Altre denunce sono molto più crude, come il famoso Follow Your Dreams, Cancelled che annienta il grande sogno americano. C’è poi un filone che ritrae i classici dell’arte sacra, soprattutto madonne con il bambino trasformate in messaggi durissimi: la madonna che offre un biberon di veleno a suo figlio (Toxic Mary), o l’altra che regge sulle ginocchia il bambino con una cintura di dinamite pronto a farsi saltare in aria è intitolata “persino un kamikaze ha bisogno di un abbraccio” (even a suicide bomber needs a hug).

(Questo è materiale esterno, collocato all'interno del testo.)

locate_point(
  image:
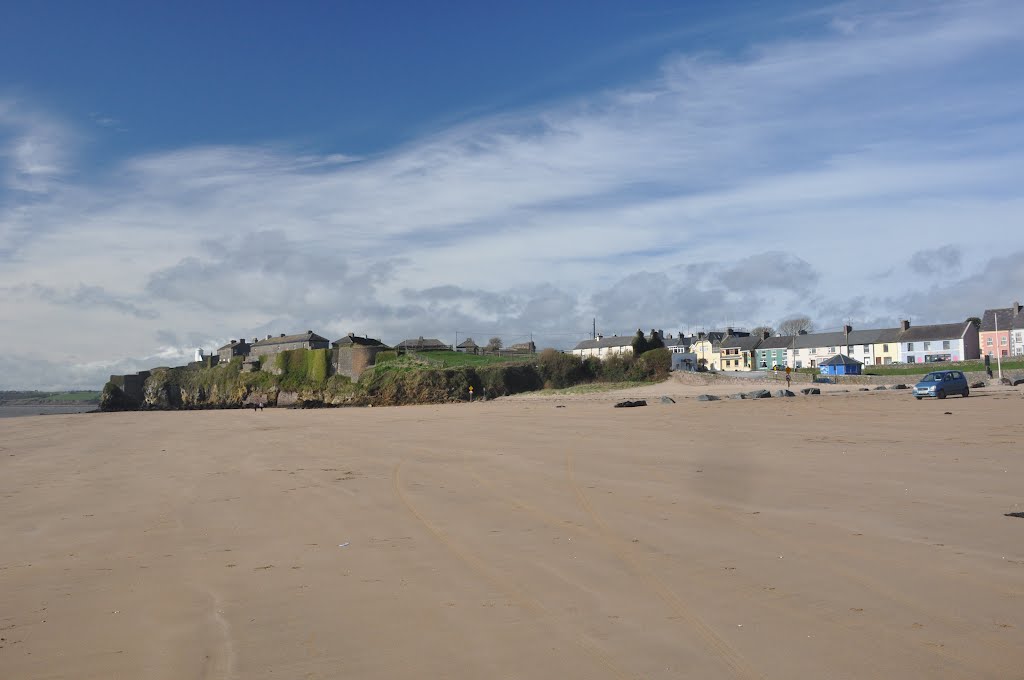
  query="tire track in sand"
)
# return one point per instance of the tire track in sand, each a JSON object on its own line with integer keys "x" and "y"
{"x": 516, "y": 594}
{"x": 957, "y": 626}
{"x": 722, "y": 650}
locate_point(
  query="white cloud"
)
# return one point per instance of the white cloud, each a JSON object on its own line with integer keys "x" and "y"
{"x": 809, "y": 163}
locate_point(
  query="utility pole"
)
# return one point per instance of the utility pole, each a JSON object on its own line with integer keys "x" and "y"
{"x": 998, "y": 357}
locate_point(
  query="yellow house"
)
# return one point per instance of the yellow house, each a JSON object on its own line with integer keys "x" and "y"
{"x": 708, "y": 347}
{"x": 886, "y": 347}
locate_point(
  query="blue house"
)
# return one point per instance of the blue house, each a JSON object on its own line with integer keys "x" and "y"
{"x": 840, "y": 365}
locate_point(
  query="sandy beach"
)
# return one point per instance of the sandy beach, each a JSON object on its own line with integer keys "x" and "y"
{"x": 857, "y": 535}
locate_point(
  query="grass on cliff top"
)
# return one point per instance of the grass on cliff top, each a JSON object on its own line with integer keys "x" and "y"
{"x": 448, "y": 359}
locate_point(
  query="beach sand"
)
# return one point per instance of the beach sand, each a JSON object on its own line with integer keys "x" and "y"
{"x": 844, "y": 536}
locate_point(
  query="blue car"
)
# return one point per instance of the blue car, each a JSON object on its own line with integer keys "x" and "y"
{"x": 942, "y": 384}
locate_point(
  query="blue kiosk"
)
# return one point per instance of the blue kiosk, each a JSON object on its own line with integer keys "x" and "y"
{"x": 841, "y": 365}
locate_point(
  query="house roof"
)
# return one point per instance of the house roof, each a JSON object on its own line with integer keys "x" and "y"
{"x": 679, "y": 341}
{"x": 308, "y": 336}
{"x": 609, "y": 341}
{"x": 422, "y": 343}
{"x": 871, "y": 336}
{"x": 1008, "y": 320}
{"x": 743, "y": 343}
{"x": 840, "y": 359}
{"x": 776, "y": 342}
{"x": 232, "y": 343}
{"x": 935, "y": 332}
{"x": 819, "y": 340}
{"x": 352, "y": 339}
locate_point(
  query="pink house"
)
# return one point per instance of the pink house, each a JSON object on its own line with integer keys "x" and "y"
{"x": 999, "y": 343}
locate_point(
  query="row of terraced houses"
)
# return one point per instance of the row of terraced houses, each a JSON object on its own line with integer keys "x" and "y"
{"x": 1000, "y": 333}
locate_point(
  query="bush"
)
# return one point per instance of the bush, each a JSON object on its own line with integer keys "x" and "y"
{"x": 302, "y": 369}
{"x": 558, "y": 370}
{"x": 655, "y": 364}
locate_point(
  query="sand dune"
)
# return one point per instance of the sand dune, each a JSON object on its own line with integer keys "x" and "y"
{"x": 847, "y": 536}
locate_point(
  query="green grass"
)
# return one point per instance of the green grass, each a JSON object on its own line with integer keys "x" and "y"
{"x": 34, "y": 397}
{"x": 451, "y": 359}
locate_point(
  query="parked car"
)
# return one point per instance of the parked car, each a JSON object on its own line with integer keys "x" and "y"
{"x": 942, "y": 384}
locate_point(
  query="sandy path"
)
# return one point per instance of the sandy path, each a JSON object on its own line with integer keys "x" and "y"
{"x": 850, "y": 536}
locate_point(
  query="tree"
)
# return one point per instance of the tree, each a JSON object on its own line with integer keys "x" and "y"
{"x": 796, "y": 325}
{"x": 640, "y": 344}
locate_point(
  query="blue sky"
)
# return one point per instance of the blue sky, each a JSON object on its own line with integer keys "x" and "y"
{"x": 174, "y": 175}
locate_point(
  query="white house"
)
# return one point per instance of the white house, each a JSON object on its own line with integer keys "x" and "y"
{"x": 939, "y": 342}
{"x": 602, "y": 347}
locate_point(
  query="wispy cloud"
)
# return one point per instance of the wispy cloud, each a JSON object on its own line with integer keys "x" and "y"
{"x": 723, "y": 188}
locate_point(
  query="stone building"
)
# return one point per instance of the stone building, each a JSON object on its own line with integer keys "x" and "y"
{"x": 422, "y": 344}
{"x": 353, "y": 354}
{"x": 232, "y": 349}
{"x": 275, "y": 345}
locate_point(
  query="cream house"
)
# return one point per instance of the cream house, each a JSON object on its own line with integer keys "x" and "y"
{"x": 603, "y": 347}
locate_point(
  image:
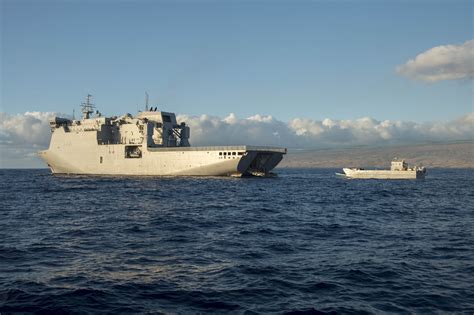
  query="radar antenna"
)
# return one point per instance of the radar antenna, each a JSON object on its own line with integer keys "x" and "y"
{"x": 146, "y": 101}
{"x": 87, "y": 107}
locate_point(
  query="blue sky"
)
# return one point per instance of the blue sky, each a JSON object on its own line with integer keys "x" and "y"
{"x": 288, "y": 59}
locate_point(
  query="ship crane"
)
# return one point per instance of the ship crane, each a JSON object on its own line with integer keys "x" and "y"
{"x": 87, "y": 107}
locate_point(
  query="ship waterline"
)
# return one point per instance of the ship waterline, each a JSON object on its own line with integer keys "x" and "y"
{"x": 192, "y": 161}
{"x": 399, "y": 170}
{"x": 151, "y": 143}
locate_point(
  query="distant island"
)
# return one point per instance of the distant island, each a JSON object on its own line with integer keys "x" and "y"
{"x": 432, "y": 155}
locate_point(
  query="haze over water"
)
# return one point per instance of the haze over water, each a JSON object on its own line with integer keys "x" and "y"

Ma Banksy è ancora altro. Abbiamo già sottolineato come non ami esporre in mostre e musei preferendo eventi pubblici come Dismaland (dismal = triste, land = Terra), una terra del non-divertimento, nata per far riflettere e che ovviamente si ispira ai famosi parchi tematici di Disney. Nata nel 2015 in un litorale per turisti ormai abbandonato a Sud dell’Inghilterra, è rimasta aperta per circa un mese e come attrazioni vi erano, rovesciati e distrutti, tutti i topoi consumistici e capitalistici della nostra società, primo fra tutti il mondo fantasy che di solito caratterizza i parchi divertimento.
Nel marzo del 2017 ha aperto un albergo a Betlemme proprio davanti al muro che separa la Palestina dall’Israele. Si chiama Walled Off Hotel, conta una decina di camere tutte diverse e arredate con le sue opere, un ristorante e ovviamente una galleria che ospita anche creazioni di artisti palestinesi.
Per fare il giro del mondo con le opere di Banksy basta recarsi in una stazione ferroviaria – spazio non convenzionale per l’arte, ma perfettamente in stile con la filosofia del writer – a Torino, Verona o Roma per il The World of Banksy, mentre a Palazzo Pallavicini di Bologna è in corso la mostra Jago, Banksy, TvBoy e altre storie controcorrente.
Per info su Banksy:
Alcune foto presenti sul sito provengono, salvo dove diversamente specificato, da internet e si ritengono di libero utilizzo. Se la pubblicazione non fosse ritenuta consentita, il legittimo proprietario può contattarci scrivendo a cc@nextaudiolibri.com: l’immagine sarà rimossa oppure accompagnata dalla firma dell’autore, laddove non presente.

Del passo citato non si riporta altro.